If you’ve seen the countless commercials, endless news broadcasts, or been handed a flyer about voting in the diag, you should know that today, November 4th, is the day for midterm elections in America. As millions of people took to the poles today to vote for their senators and Governors, they chose people who best represented their personal views, and those who they believe will benefit and promote their interests. Once the majority elects these people, they will work to serve their constituents with the principles on which they were elected. The midterm elections are perfect examples, in my opinion, of the social contracts of Thomas Hobbes and John Locke that we have learned about over the past week.
In America, we elect leaders to defend us against those who try to do us harm, protect us from invasion, and secure our personal liberties. As Hobbes put it, “if there be no power erected, or not great enough for our security; every man will, and may lawfully rely on his own strength and art, for caution against all other men.” Essentially, if we did not have a leader, none of us would be protected and we would live in something similar to a “survival of the fittest” society. So out we go on midterm election day to “confer all [our] power and strength upon one man, or upon one assembly of men” in our case senators and the governor “and therein to submit [our] wills, every one to his will, and [our] judgments, to his judgment.”
The governor and senators that come to office will reflect the majority of the state in which they were elected. In Locke’s social contract, he states that “consenting with others to make one body politic under one government, puts [one] under an obligation, to every one of that society, to submit to the determination of the majority.” Essentially, when we elect these politicians, the majority will decide who is elected, thus directing and reflecting the will of the people. In the case of Michigan, the Governor elected will reflect the political affiliation of the majority of the state, so the one elected will most likely be a democrat, Mark Schauer, or a republican, Rick Snyder. Mark Schauer will work to promote democratic ideals such as marriage equality, greater access to education, and equal pay, and Rick Snyder will push for republican ideals such as budget cuts and lower taxes for businesses and the upper class.
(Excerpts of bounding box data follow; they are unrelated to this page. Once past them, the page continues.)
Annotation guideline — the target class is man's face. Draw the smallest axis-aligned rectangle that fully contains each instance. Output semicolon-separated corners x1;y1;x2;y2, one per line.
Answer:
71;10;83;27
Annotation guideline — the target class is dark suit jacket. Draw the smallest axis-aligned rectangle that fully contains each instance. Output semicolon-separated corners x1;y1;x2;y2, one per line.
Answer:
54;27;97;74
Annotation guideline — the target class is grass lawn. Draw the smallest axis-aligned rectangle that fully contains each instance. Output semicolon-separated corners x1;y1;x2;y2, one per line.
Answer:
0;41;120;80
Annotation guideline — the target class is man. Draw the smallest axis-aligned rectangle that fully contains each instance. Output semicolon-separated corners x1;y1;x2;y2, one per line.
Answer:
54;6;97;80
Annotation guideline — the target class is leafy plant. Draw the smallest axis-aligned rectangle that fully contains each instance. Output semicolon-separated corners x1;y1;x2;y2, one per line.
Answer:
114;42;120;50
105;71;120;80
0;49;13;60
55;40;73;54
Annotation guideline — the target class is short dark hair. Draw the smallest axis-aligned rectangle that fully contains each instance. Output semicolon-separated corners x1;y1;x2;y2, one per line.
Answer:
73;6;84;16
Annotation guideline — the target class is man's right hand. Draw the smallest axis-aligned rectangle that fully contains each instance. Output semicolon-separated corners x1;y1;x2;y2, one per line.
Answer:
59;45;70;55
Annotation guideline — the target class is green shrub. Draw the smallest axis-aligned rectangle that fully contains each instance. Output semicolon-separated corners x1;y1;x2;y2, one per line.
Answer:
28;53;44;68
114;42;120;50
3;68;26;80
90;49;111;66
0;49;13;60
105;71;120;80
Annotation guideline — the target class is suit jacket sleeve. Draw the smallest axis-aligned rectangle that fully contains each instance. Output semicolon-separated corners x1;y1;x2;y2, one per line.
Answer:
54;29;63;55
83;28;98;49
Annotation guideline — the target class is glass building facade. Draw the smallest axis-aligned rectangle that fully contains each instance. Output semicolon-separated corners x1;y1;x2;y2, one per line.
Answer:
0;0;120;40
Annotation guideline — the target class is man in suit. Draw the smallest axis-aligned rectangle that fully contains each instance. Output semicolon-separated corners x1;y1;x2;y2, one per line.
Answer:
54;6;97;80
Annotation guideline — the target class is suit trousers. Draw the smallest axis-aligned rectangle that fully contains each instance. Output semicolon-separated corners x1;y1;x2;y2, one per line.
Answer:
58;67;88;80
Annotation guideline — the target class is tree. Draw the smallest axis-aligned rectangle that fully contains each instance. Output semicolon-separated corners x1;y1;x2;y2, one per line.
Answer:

Whoever gains the majority will be able to direct the will and decisions made, and the minority will have to accept it or else its “impossible it should act or continue one body, one community, which the consent of every individual that united into it, agreed that it should.”
So whether or not we are happy with the results of the midterm elections and the governor that is elected for our state, or the majority that ends up taking the senate, we will have to accept these results because we decided to put our faith and will in the hands of these people and it is only fair that they are elected by the majority, so as to better serve their state. The midterm elections are a reflection of these social contracts.